In his book American Gospel, historian Jon Meacham writes: “The great good news about America is that religion shapes the life of the nation without strangling it. Belief in God is central to the country’s experience, yet for the broad center, faith is a matter of choice, not coercion, and the legacy of the Founding Fathers is that the sensible center holds.”

Does the sensible center still hold today?  Frank Drowota, founding pastor of Woodmont Christian Church (est. 1943), said he dreamed of a church that would, “interpret truth in terms of the times, but challenge times in terms of the truth.” Yet for many Christians today, we find significant disagreement as to when we should “interpret” and when we should “challenge.” Many are now asking, “What is the church willing to stand for? Does it have the courage, conviction, and backbone to speak out to a constantly changing culture? What do we consider to be the essentials?”

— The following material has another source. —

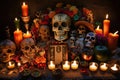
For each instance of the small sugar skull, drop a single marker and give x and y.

The authority, interpretation, and context of scripture is hotly debated among scholars and ministers. Most divisions within Christianity point back to scripture and how it is interpreted. Swiss theologian Karl Barth, perhaps the greatest theologian of the twentieth century, became deeply concerned with the church’s apathy and collaboration with Hitler’s Nazi Germany, and for good reason. Both liberal and conservative scholars draw heavily on his Church Dogmatics. According to New Testament professor Richard Hays, “Barth’s prevailing concern was that if we conceive of ethics as the application of general principles to specific situations, we will, in the end, indulge our own wishes and whims, all the while claiming religious – or even biblical sanction. If so, we have poured the dictates and pronouncements of our own self-will into the empty container of a formal moral concept, thus giving them the aspect and dignity of an ethical claim (although, in fact, it is we ourselves who will them).”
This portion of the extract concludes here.